All local authorities in Wales should aim to have a children's services department to look out for vulnerable young people, say pressure groups and senior education figures.
Under the Children Act 2004, local authorities in England are required to put in place a director of children's services to be directly accountable for education and social services relating to children.
The next few years will see an extensive reconfiguration of services, with education, health, youth justice, social care, youth work and others joining forces.
Welsh councils will not be required to merge education and children's social services under one roof, but every local authority, NHS trust and health board will be required to have a lead director and lead elected member responsible for overseeing joint working arrangements for children's services.
Although they have no obligation to do so under the Act, five councils in Wales have already set up children's services departments and calls are now being made for all local authorities to follow their lead.
Terry Garner, strategic director for children and young people at Wrexham council, where three children's departments have been brought together, said the ethos was to put child and family first.
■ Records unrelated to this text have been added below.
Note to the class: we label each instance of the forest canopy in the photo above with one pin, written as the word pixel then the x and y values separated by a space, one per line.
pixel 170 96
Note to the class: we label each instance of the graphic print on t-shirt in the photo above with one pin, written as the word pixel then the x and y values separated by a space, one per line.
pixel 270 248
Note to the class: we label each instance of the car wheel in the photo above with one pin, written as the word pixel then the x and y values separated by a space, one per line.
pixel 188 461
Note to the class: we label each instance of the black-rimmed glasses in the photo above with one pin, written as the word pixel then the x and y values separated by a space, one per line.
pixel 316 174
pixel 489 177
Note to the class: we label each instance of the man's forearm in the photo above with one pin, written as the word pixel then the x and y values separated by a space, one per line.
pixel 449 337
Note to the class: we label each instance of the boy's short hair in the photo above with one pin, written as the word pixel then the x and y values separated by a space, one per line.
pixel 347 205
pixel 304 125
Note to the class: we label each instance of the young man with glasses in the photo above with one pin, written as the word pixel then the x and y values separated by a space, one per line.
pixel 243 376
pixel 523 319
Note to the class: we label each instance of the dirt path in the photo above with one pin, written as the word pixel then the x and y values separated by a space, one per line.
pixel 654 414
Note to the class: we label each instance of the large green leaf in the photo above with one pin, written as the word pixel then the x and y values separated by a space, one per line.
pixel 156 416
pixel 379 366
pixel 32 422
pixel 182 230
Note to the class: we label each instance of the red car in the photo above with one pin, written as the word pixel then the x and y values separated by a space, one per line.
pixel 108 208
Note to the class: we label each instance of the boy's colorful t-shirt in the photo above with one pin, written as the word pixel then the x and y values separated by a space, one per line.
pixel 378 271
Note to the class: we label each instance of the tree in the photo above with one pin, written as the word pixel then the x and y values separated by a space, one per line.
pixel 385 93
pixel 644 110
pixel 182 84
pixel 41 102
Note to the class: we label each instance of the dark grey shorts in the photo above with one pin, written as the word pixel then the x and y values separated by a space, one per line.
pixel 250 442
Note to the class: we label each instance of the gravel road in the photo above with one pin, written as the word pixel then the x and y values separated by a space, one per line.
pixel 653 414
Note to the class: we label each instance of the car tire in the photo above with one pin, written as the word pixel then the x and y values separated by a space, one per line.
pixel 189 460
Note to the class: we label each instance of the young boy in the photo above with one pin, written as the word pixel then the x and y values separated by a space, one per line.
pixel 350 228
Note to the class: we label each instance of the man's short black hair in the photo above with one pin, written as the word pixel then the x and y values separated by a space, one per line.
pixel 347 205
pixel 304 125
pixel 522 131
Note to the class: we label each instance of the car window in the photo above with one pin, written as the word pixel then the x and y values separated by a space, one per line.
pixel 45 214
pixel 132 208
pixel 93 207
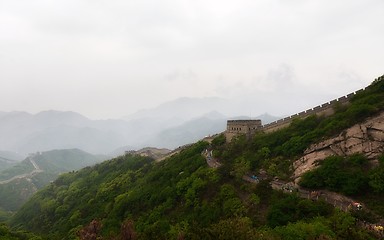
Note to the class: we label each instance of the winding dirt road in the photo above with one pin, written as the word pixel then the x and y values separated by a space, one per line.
pixel 25 175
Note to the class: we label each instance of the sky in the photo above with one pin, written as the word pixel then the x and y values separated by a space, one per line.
pixel 106 59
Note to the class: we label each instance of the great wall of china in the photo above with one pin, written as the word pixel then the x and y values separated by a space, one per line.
pixel 324 109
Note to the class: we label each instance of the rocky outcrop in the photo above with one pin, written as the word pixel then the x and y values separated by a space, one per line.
pixel 366 138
"We have decided on a single approach to children's issues and it's about making sure that our services suit them, rather than the other way around,"
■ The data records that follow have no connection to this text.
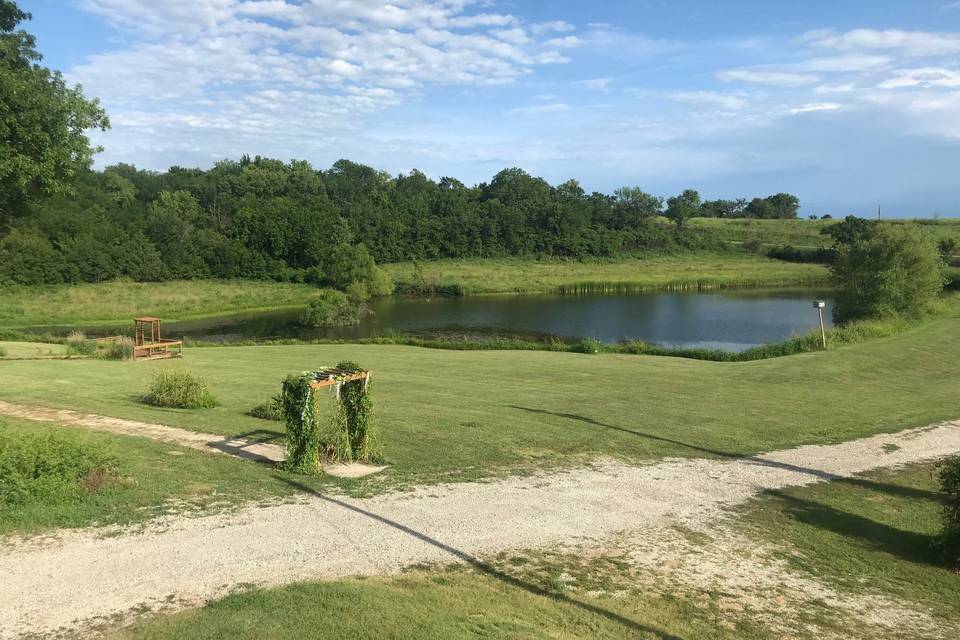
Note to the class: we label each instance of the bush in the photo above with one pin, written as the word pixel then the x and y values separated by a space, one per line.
pixel 331 309
pixel 272 409
pixel 179 389
pixel 121 348
pixel 891 271
pixel 950 486
pixel 78 345
pixel 50 470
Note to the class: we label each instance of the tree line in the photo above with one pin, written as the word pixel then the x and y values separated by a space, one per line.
pixel 264 218
pixel 60 222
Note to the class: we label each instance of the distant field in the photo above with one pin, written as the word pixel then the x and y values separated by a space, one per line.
pixel 805 233
pixel 120 301
pixel 681 271
pixel 450 415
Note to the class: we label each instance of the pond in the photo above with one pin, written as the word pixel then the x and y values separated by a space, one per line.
pixel 733 320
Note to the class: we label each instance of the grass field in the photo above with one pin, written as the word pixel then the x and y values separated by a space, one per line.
pixel 875 534
pixel 154 479
pixel 681 271
pixel 109 302
pixel 449 415
pixel 804 233
pixel 30 349
pixel 869 537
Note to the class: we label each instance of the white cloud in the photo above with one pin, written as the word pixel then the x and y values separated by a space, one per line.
pixel 712 99
pixel 285 70
pixel 816 106
pixel 594 84
pixel 909 43
pixel 923 77
pixel 541 108
pixel 770 77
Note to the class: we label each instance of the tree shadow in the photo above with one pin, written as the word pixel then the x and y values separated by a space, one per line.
pixel 892 489
pixel 489 570
pixel 908 545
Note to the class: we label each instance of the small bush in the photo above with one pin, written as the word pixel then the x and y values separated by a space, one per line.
pixel 180 390
pixel 120 348
pixel 51 470
pixel 331 309
pixel 950 486
pixel 78 345
pixel 272 409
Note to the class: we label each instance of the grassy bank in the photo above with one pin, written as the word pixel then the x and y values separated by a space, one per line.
pixel 450 415
pixel 150 479
pixel 110 302
pixel 681 271
pixel 805 233
pixel 868 536
pixel 873 534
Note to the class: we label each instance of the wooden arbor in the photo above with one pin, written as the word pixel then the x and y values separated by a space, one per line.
pixel 147 343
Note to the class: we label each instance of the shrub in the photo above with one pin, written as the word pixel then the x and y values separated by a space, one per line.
pixel 950 486
pixel 78 345
pixel 331 308
pixel 121 348
pixel 272 409
pixel 346 436
pixel 179 389
pixel 890 271
pixel 51 470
Sioned Bowen, adviser to the Association of Directors of Education in Wales, hoped all councils would aspire to having services under one roof. A group has been set up, of which the directors of the five authorities with children's departments are members, to provide guidance for collaboration.
"The Association's view is that education is key to driving the children's services agenda," she said.
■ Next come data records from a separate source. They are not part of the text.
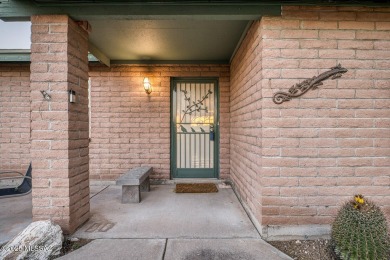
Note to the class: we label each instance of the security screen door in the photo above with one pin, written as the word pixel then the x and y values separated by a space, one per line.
pixel 194 147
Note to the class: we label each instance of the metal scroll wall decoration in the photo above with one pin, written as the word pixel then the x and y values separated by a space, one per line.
pixel 301 88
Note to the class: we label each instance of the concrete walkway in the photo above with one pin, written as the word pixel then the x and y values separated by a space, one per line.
pixel 166 225
pixel 15 215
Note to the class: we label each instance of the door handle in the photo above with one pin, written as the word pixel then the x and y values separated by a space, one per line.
pixel 212 133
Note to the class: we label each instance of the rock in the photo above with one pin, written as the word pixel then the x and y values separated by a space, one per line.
pixel 40 240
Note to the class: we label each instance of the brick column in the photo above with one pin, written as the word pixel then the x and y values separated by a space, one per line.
pixel 59 129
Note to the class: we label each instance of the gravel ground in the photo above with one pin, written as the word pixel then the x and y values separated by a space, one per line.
pixel 306 249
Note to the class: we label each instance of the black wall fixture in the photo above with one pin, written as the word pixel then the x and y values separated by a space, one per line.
pixel 301 88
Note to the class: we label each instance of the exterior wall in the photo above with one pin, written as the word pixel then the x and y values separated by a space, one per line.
pixel 322 148
pixel 245 120
pixel 14 117
pixel 59 129
pixel 130 128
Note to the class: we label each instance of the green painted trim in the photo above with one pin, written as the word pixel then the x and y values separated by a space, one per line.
pixel 15 57
pixel 216 169
pixel 24 9
pixel 219 62
pixel 26 57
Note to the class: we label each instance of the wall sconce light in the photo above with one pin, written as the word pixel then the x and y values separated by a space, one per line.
pixel 45 95
pixel 72 96
pixel 147 85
Janet Ryder, Plaid Cymru's education spokesman, said: "Local authorities are in limbo. Many may want to go down this route but are not being given any guidance. The needs of young people cross both departments. You can't separate children's personal lives and their educational lives."
Some councils in Wales are still working on plans to have a lead director and lead elected member for children's services in place. The Assembly government says it will be issuing guidance in May.
A spokeswoman said it plans to introduce a single strategic "children and young people's plan" from 2008, over three years.
Deborah Jones, director of Voices from Care Cymru, said a one-stop shop would make life easier for looked-after children and those trying to help them. "It can be fraught when you are constantly being bounced back and forth between different departments."